“What do you mean by one-dimensional?” I ask.
“I mean, we’re kind of thought of as nerds, weather guys, are. There’s sort of a wonkish aspect to it all.”
The L.A. weather guy is such a cliché, in fact, that it’s an embarrassing job for him at times.
“It makes me reflexively apologetic,” he says. “It’s like, ‘What, you work 30 seconds a day? It’s gonna be sunny and 72 with some morning fog?’”
When he did the weather in Denver, by contrast, every day was rock and roll — intense thunderstorms and tornadoes swarming in the afternoon. That was not fun. Thompson has deep respect for the L.A. cliché and will gladly live it any day.
Sometimes he’ll notice other weather guys just reading the temperatures off the board. That guy’s just phoning it in, Thompson will think. “I will never phone it in, ever.

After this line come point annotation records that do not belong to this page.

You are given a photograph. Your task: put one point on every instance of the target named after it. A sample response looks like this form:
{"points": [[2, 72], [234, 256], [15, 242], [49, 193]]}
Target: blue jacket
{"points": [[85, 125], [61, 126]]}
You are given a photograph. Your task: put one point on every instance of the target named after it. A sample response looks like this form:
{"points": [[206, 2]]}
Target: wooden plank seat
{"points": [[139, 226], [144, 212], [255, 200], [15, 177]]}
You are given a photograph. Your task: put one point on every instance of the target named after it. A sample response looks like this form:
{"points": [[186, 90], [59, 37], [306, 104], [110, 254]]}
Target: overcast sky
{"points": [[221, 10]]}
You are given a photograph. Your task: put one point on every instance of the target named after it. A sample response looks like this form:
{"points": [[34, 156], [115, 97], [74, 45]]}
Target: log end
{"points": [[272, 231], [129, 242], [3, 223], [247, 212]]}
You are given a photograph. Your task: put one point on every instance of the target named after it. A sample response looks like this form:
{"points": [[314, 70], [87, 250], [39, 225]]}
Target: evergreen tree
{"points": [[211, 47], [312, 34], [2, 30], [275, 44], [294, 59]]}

That would be an insult to the audience. I could read the tickertape or wire copy, but if I’m gonna do that, they might as well just read it themselves. I’m distilling it, giving it a little bit of panache. Showmanship is important, but at the same time you don’t want to be David Copperfield out there or court jester.”
One of his goals is to be accessible to as many people as possible. “That’s why I like to keep it all pretty . . . ”
Keep it real?
“Keep it real, baby! I like to talk on the street. I like to lay down the knowledge every night.”
“Did you want to be a weather guy when you were a kid?” Something ineffably charming, energetic, personable and unpretentious about him makes me wonder. He’s been asking me just as many questions as I’ve been asking him.
He shakes his head. “I just wanted the bus to come, I was freezing my butt off.”